Local agencies were satisfied by the lab test results, and construction continued apace. In March, 23 months after the project sponsor first sketched a timber skyscraper on the back of a napkin, Mjøstårnet opened its doors.
“We're proud of the building, obviously, but we also hope that with this project we can inspire other clients in Norway and anywhere to consider timber as a viable option for their tall buildings,” says Mr. Abrahamsen. “Replacing some of the concrete and steel with timber helps our climate and improves sustainability. So, we want our record to be broken. We look forward to that.” PM
Norway isn't the only country investing in more environmentally friendly timber structures. Here are three other wooden-construction projects in the works.
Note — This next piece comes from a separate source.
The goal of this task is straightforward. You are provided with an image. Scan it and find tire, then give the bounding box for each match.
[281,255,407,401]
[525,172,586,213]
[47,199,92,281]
IMAGE COURTESY OF SHIGERU BAN ARCHITECTS
Vancouver, British Columbia, Canada
Slated for completion in 2020, this 233-foot (71-meter) timber hybrid structure designed by Japanese architect Shigeru Ban will house 20 luxury residences overlooking Vancouver's idyllic waterfront. When finished, it will be the world's tallest timber hybrid skyscraper.
IMAGE COURTESY OF SUMITOMO FORESTRY
With project plans unveiled in 2018 and completion slated to coincide with Sumitomo Forestry's 350th anniversary, the 1,148-foot (350-meter) W350 tower will be Japan's tallest building. The JPY600 billion skyscraper project will be made from 90 percent wood materials.
IMAGE COURTESY OF PLP ARCHITECTURE
Oakwood Timber Tower
Still in the research proposal phase, this mixed-use building designed by PLP Architecture would add 1,000 new residential units to the city and clock in at 984 feet (300 meters) tall, making it the second-tallest building in London, after the 95-story Shard.